= Barton nitrite ester reaction =

Photochemical reaction

The Barton reaction, also known as the Barton nitrite ester reaction, is a photochemical reaction that involves the photolysis of an alkyl nitrite to form a δ-nitroso alcohol.

Discovered in 1960, the reaction is named for its discoverer, Nobel laureate Sir Derek Barton. Barton's Nobel Prize in Chemistry in 1969 was awarded for his work on understanding conformations of organic molecules, work which was key to realizing the utility of the Barton Reaction.

The Barton reaction involves a homolytic RO–NO cleavage, followed by δ-hydrogen abstraction, free radical recombination, and tautomerization to form an oxime. Selectivity for the δ-hydrogen is a result of the conformation of the 6-membered radical intermediate. Often, the site of hydrogen atom abstraction can be easily predicted. This allows the regio- and stereo-selective introduction of functionality into complicated molecules with high yield. Due to its unique property at the time to change otherwise inert substrates, Barton used this reaction extensively in the 1960s to create a number of unnatural steroid analogues.

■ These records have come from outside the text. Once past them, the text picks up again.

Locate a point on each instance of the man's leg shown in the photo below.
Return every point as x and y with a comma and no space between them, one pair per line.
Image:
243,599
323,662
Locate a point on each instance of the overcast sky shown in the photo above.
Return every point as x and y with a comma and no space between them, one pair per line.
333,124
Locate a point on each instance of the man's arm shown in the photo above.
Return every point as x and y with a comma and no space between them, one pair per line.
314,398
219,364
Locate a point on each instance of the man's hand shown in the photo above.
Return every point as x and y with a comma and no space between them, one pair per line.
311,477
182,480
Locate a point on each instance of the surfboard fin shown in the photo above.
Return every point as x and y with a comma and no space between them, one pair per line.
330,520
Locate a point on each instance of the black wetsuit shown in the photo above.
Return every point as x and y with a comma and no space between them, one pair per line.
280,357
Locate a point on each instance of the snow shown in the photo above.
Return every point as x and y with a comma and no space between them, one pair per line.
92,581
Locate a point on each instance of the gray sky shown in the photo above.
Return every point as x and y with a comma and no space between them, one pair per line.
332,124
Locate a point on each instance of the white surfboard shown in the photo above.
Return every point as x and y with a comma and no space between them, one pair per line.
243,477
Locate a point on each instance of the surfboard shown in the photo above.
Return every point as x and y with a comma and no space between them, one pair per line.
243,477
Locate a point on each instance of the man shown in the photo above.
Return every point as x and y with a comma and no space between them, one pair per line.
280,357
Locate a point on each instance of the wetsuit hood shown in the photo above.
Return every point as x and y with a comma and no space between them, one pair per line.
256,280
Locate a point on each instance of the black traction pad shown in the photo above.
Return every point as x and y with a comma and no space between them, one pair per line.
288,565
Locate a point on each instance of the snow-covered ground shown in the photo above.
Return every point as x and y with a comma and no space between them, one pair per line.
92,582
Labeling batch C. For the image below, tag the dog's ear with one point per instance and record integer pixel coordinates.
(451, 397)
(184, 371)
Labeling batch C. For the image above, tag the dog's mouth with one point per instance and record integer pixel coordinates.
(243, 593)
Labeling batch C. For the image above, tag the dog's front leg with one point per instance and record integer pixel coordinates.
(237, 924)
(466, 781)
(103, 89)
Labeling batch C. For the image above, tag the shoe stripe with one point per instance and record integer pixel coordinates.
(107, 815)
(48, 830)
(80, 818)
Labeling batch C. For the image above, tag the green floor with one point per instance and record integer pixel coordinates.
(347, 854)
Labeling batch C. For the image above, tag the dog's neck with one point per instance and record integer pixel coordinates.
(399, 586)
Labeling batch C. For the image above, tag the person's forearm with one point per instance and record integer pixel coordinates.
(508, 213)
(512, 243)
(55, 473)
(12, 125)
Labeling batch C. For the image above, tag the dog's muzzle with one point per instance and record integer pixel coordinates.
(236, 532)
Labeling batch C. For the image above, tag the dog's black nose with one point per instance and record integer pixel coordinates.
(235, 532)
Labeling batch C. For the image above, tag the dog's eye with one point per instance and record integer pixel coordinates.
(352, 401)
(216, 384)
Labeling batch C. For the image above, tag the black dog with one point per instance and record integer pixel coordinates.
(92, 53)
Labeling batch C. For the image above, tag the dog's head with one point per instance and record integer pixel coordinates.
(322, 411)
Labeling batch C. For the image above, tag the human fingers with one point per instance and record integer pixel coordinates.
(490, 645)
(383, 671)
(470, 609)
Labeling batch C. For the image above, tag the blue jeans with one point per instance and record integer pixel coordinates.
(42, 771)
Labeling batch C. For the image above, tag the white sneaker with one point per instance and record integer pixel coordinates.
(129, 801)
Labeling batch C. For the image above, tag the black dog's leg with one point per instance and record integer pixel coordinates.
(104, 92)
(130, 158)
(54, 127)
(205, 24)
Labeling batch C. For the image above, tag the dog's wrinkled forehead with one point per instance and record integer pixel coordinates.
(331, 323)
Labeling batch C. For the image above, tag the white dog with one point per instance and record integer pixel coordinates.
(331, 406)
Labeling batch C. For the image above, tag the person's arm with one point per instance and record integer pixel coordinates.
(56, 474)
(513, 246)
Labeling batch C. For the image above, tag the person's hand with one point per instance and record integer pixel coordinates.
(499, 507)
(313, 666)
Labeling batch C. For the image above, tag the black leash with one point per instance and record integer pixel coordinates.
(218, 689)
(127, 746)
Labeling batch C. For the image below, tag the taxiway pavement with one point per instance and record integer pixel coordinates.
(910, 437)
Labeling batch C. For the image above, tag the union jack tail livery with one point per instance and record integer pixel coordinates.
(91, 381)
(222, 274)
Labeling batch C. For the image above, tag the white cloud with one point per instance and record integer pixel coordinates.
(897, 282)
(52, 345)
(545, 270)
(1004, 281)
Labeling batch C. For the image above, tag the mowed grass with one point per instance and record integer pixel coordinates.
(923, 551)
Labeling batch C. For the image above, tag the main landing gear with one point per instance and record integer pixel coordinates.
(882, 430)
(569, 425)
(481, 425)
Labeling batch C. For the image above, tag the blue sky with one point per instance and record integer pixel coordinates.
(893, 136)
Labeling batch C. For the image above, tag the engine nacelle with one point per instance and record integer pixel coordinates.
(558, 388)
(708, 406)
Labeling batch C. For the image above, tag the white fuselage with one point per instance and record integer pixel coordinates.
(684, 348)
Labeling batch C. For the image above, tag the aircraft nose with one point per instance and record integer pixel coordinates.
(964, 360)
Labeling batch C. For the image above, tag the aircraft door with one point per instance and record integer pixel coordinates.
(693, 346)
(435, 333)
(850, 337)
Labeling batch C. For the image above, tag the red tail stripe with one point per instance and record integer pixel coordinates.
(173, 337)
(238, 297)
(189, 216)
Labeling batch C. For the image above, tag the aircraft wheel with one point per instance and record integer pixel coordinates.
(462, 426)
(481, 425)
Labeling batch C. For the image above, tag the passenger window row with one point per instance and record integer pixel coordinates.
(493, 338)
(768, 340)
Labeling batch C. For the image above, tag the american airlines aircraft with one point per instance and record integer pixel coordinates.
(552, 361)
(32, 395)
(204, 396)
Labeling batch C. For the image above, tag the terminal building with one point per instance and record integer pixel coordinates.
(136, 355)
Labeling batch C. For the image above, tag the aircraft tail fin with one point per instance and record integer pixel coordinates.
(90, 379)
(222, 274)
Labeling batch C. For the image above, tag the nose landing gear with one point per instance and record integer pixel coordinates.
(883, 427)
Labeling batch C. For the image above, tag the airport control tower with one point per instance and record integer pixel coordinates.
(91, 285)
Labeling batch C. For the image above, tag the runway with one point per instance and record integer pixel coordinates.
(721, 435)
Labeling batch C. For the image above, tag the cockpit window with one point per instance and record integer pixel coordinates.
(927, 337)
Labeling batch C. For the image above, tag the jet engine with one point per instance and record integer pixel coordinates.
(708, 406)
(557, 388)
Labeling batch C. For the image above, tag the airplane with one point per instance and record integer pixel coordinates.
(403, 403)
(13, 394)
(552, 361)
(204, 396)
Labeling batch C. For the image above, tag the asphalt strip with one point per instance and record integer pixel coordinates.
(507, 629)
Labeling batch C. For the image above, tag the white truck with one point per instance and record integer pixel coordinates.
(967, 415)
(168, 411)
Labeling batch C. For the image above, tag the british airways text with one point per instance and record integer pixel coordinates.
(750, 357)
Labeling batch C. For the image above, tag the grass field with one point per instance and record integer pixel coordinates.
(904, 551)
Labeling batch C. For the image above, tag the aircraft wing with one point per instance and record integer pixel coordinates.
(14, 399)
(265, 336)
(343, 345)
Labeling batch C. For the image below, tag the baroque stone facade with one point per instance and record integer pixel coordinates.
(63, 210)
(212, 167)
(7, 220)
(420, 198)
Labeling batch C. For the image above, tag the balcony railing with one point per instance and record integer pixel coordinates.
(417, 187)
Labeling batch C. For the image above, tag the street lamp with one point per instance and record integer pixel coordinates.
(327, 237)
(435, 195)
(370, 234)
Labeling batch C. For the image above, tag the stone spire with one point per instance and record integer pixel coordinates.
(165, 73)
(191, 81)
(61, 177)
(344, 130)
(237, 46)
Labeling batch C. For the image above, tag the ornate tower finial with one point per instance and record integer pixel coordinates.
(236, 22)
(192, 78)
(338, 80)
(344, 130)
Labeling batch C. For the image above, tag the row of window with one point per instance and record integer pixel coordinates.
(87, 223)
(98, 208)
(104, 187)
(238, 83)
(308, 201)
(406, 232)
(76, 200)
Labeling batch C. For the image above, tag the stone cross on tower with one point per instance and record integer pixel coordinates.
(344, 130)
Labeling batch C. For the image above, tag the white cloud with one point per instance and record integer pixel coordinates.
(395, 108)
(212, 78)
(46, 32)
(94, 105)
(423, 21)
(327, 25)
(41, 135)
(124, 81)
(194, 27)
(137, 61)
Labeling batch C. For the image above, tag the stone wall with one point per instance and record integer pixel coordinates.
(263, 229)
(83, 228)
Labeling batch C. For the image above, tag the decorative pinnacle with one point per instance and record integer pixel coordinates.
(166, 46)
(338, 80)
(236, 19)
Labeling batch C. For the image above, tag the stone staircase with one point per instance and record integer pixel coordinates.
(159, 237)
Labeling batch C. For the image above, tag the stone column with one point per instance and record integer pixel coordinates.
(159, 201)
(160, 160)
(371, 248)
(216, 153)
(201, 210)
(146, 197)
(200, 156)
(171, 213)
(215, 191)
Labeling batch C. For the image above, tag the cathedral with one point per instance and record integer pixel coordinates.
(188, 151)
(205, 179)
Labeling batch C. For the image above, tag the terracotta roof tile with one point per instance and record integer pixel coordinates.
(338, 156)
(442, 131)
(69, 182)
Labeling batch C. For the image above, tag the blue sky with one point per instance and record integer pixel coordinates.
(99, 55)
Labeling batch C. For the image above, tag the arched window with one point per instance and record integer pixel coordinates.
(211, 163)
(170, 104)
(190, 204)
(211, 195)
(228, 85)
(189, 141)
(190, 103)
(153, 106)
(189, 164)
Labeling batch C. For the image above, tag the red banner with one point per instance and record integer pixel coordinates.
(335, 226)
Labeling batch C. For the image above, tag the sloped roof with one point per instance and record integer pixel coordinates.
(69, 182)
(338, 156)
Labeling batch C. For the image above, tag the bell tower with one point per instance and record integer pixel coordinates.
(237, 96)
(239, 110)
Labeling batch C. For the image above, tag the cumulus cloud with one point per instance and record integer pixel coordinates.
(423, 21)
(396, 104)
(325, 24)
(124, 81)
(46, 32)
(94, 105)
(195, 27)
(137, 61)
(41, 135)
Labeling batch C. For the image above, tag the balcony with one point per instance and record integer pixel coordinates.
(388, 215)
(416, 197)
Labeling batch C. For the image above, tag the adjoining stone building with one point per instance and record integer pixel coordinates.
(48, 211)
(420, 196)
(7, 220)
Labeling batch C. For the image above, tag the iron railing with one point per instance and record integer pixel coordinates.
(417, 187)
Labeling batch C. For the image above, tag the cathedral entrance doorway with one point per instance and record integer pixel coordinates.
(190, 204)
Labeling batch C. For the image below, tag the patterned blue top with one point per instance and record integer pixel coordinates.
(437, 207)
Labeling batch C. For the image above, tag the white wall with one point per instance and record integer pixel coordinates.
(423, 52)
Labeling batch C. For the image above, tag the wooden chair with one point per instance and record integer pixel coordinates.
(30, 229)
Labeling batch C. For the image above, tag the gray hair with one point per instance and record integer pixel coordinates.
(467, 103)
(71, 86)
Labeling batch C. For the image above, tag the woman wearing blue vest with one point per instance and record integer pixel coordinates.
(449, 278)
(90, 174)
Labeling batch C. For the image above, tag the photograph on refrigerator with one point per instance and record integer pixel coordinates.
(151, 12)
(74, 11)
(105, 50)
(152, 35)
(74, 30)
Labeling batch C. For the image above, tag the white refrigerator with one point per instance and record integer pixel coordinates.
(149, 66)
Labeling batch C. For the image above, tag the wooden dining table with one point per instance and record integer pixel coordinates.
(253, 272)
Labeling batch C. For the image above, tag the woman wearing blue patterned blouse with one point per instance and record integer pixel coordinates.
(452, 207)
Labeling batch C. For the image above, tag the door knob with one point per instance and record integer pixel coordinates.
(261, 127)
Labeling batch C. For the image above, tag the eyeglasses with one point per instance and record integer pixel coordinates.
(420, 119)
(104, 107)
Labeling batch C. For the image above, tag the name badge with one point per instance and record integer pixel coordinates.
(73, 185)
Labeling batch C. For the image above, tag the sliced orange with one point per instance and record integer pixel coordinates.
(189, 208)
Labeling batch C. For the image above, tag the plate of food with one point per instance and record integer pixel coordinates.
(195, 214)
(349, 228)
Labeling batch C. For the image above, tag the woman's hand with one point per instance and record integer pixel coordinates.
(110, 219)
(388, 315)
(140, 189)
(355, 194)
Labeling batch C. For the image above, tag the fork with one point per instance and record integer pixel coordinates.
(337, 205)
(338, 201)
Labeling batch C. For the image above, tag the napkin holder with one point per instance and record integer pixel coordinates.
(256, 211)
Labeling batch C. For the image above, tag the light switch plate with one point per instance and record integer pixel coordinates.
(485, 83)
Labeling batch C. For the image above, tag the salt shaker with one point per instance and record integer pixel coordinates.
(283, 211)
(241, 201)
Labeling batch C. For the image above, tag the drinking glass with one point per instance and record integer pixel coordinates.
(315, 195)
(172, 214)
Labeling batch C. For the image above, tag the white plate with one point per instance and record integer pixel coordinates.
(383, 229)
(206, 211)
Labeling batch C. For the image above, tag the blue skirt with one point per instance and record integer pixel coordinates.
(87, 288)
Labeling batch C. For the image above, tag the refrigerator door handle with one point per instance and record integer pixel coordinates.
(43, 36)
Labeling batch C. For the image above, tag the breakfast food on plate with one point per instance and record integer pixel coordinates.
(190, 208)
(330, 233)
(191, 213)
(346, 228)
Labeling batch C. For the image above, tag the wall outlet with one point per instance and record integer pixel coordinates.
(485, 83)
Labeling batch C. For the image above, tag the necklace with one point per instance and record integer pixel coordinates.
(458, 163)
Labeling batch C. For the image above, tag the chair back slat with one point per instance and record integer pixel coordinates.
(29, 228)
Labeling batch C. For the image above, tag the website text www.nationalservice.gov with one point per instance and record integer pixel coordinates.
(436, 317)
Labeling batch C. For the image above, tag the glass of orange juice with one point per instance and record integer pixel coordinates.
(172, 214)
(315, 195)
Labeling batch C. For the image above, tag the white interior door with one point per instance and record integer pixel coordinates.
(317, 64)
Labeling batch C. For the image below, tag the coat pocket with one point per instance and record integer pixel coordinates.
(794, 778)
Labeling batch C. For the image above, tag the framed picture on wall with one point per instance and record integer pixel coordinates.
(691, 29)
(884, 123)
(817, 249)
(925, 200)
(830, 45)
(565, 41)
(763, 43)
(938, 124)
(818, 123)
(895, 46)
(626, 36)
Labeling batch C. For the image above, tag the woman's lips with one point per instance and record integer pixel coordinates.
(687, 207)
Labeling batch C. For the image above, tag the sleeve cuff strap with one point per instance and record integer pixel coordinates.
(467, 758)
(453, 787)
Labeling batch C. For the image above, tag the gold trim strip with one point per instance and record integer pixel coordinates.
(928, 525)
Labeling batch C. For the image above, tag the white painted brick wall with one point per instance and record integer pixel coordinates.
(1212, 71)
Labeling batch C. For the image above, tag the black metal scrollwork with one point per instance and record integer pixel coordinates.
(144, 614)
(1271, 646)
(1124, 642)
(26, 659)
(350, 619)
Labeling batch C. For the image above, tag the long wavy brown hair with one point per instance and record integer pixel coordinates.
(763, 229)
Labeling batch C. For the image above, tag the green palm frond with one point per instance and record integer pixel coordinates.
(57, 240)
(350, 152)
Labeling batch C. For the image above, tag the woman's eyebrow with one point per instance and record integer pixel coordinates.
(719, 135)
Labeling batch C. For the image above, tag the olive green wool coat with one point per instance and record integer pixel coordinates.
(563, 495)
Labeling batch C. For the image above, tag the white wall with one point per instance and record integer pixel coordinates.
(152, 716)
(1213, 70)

While the Barton reaction has not enjoyed the popularity or widespread use of many other organic reactions, together with the mechanistically similar Hofmann–Löffler reaction it represents one of the first examples of C-H activation chemistry, a field which is now the topic of much frontline research in industrial and academic chemistry circles.

==Preparation of alkyl nitrites==
The unusual alkyl nitrite starting material of the Barton reaction is prepared by attack of an alcohol on a nitrosylium cation generated in situ by dehydration of doubly protonated nitrous acid. This series of steps is mechanistically identical to the first half of the mechanism formation of the more well-known aryl and alkyl diazonium salts.

While the synthesis of alkyl nitrites from nitrosyl chloride is known and oft-employed in the context of complex molecule synthesis, the reaction is reversible and the products are in thermodynamic equilibrium with the starting material. Furthermore, nitrosyl chloride is a powerful oxidizing agent, and oxidation of the alcohols with concomitant chlorination has been observed. The reaction of nitrosyl chloride with aromatic alcohols generally yields nitroso compounds and other over-oxidation products.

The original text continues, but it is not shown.